A major battle is being played out in front of a San Francisco court in California’s $ 9 billion beer market, centered around a Sonoma County brewery.

On one side is Reyes Holdings, the largest beer wholesaler in the country and, according to Forbes, the eighth largest privately held company in the United States with sales of $ 35 billion.

The Illinois-based family business has been on a shopping spree since 2018. In California, 17 different deals with Reyes and its subsidiaries have resulted in Reyes having a market share of 55% of all beers sold in the state, according to a census. The company’s amazing growth and impact has been the # 1 topic among insiders of the state’s beer industry, though largely unknown to consumers.
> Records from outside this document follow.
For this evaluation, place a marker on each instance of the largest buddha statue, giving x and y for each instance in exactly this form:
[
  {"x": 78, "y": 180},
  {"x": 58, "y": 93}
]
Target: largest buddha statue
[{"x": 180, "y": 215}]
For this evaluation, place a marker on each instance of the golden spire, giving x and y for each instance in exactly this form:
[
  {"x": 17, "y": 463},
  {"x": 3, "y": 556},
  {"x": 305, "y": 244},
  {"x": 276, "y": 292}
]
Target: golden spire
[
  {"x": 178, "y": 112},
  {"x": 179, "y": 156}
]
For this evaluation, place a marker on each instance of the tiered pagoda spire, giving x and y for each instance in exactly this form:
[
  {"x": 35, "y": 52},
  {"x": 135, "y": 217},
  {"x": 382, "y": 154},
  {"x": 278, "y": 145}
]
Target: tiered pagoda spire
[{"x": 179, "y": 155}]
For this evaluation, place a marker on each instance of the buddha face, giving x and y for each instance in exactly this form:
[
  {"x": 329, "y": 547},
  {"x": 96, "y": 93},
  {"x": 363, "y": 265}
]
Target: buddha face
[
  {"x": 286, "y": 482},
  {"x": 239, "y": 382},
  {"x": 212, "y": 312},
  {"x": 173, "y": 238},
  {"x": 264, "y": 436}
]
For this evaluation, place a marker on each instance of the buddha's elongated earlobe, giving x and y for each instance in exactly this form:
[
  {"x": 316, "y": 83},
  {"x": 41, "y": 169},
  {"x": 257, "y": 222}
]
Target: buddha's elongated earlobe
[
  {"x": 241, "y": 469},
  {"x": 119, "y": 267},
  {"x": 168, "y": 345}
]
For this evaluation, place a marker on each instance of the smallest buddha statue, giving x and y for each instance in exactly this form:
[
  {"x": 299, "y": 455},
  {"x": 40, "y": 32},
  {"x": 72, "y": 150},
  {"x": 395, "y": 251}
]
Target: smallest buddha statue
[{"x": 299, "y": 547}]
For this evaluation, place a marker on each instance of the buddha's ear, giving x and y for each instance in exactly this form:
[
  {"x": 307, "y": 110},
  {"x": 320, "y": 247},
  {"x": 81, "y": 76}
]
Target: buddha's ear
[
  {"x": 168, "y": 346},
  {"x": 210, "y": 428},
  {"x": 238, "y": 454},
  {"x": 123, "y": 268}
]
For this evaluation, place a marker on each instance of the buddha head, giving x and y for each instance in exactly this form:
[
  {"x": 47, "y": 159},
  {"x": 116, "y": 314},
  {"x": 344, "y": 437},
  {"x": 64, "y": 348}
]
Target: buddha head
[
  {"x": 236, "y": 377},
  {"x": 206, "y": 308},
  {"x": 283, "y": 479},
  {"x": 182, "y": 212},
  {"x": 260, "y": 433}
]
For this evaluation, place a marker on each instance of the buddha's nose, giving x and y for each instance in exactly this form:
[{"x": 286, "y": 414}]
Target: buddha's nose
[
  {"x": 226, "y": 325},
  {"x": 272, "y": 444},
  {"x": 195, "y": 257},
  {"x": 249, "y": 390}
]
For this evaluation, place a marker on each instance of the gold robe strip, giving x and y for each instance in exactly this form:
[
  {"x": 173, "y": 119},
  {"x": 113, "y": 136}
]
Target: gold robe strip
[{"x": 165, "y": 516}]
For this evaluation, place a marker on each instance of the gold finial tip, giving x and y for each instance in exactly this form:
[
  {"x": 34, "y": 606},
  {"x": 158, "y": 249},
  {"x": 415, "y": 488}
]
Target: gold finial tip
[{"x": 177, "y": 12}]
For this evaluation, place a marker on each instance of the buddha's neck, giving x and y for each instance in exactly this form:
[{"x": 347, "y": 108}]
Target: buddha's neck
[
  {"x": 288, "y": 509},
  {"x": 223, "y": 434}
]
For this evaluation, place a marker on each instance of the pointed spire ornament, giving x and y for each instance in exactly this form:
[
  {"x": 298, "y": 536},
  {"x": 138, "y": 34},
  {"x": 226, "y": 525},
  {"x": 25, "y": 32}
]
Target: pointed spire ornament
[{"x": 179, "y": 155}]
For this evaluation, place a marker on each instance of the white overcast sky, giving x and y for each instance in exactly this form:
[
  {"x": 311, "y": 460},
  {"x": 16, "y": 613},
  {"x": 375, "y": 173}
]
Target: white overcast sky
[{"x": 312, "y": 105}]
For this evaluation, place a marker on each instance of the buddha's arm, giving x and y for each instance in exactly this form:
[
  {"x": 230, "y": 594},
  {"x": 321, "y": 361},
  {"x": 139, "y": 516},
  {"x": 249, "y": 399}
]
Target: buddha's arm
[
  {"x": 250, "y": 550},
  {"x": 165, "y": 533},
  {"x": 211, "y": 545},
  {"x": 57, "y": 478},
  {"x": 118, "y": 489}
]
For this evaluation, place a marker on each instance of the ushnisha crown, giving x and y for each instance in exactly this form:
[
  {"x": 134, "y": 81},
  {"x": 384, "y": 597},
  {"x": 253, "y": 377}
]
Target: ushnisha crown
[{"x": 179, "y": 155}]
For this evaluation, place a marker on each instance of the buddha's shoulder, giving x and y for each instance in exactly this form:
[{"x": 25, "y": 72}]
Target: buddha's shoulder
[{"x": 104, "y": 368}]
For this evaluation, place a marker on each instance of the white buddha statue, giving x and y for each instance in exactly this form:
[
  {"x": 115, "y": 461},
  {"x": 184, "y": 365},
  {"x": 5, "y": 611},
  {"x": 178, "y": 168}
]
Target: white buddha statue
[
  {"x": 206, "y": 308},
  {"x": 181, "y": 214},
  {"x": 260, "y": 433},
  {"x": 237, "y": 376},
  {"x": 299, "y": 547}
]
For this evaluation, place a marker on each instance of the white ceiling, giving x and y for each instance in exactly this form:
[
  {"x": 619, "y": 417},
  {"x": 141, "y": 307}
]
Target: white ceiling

On the flip side is Seismic Brewing of Santa Rosa, which is being sued for an alleged breach of contract the brewery made with a distributor later bought by Reyes. Seismic, owned by Christopher Jackson, claims to have duly terminated its contract after Reyes tried to impose onerous restrictions that were not covered by the original deal.

Jackson, a member of the second generation of the family who run Jackson Family Wines, has set out to pioneer the craft beer market since starting the local brewery in 2015. Competitive practices that unfairly crowded out family distributors, placed burdensome conditions on small craft brewers, and limited consumer availability in the state’s most populous areas.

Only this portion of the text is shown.